I’m just going to take a minute or two to throw a couple of sticks into the talkbox / vocoder / autotune conflagration (ok so its not really a conflagration…I just like to be dramatic) that rages as of late.
In light of T-Pain’s release of Autotune for iPhone, (Now you can sing along to ‘I’m in Love with Stripper’ and publish it to your facebook!) and Jay-Z’s Death of Autotune (produced by Kanye West / NO ID—make sense out of that one) attack track—I thought it would be interesting to take a minute to revisit the robotic vocal production techniques of yesteryear.
So lets talk talk box….Before there was Kanye and Jay-Z and T Pain and Autotune for I phone, there was Stevie Wonder and Zapp and Roger and a slightly more analog device called a talk box. The talk box is an effects pedal usually hooked up to a synthesizer or a guitar that amplifies the sound of the synthesizer or guitar into a performers mouth. The shape of the mouth filters the sound and changes the harmonic content being amplified. I’m not claiming that this thing is better, its just more interesting and expressive. Autotune, by contrast, uses a phase vocoder (takes vocal information and transfers it into electronic information) to correct pitch in vocal and instrumental performances in real time.
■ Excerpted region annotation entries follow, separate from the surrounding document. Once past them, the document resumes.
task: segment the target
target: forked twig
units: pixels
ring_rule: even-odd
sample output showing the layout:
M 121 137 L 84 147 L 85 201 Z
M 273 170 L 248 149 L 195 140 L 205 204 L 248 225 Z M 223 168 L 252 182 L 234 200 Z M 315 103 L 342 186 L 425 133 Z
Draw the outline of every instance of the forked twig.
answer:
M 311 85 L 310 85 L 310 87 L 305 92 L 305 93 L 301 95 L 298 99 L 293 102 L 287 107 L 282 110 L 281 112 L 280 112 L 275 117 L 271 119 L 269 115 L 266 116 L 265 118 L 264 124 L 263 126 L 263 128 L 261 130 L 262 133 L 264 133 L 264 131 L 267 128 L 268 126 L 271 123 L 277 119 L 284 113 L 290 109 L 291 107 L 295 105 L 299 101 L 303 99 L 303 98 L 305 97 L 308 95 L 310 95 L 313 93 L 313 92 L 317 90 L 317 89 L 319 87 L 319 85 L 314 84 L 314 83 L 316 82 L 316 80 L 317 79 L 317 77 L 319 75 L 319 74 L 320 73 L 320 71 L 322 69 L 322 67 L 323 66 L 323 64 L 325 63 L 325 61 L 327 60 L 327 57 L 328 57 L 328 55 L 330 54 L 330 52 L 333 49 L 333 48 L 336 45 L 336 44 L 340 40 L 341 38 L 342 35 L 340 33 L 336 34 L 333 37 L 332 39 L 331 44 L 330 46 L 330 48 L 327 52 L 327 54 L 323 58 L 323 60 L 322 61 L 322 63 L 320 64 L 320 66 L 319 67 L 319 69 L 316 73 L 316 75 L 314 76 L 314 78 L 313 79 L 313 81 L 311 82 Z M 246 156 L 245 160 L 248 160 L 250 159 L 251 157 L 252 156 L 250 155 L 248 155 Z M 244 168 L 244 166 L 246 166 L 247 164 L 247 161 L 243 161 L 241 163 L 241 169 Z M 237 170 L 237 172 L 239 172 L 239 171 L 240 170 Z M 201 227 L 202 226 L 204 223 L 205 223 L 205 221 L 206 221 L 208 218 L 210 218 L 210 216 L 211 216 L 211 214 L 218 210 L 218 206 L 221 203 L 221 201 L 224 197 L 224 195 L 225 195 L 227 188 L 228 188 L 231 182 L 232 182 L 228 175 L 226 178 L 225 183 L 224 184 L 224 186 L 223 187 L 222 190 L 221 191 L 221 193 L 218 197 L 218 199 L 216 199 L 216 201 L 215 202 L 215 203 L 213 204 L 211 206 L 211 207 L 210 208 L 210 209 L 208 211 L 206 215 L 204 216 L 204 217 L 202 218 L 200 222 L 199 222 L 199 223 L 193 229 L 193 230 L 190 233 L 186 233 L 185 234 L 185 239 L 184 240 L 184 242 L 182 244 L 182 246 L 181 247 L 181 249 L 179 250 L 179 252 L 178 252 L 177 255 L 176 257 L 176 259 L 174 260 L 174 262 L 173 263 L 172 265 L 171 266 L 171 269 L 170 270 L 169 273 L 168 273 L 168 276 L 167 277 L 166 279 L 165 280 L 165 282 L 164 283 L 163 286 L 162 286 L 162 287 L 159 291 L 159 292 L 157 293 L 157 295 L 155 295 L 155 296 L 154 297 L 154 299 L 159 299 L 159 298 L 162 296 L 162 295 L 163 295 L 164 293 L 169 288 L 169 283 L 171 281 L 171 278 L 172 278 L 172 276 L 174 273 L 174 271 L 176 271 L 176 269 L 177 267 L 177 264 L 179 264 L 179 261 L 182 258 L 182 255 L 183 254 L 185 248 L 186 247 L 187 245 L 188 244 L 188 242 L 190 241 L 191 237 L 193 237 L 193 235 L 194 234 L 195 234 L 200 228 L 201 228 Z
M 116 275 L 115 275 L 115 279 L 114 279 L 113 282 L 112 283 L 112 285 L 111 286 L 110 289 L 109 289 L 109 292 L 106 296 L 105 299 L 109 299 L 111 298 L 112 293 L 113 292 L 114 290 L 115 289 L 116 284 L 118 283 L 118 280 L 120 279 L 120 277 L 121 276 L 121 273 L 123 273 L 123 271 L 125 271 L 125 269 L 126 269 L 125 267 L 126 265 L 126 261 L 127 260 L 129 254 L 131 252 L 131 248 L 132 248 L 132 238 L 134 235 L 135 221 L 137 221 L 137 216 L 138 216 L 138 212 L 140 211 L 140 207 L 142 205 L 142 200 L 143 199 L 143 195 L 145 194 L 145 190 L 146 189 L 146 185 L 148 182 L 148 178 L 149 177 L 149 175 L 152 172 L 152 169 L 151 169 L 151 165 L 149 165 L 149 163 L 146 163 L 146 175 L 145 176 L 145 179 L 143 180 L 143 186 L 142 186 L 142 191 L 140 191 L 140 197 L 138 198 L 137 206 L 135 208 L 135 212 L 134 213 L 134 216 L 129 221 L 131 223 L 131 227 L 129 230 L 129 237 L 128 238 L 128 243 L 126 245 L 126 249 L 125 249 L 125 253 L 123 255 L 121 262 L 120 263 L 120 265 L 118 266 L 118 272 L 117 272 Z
Essentially, you can hit the wrong note and auto-tune will correct your misstep before outputting the sound.
Check out these live performances by Stevie Wonder and Zapp and Roger using the talk box….Personally I’d rather hear this stuff than some bubble gum perfection (don’t get me wrong…I still love plenty of pop music—but give me Snoop and a Talk Box over Kanye and Autotune every day of the week).
Predominately the robotic sound of the talk box has made its way to our ears through Soul, R and B, Electro, and Pop music, despite its apparent origins in country music.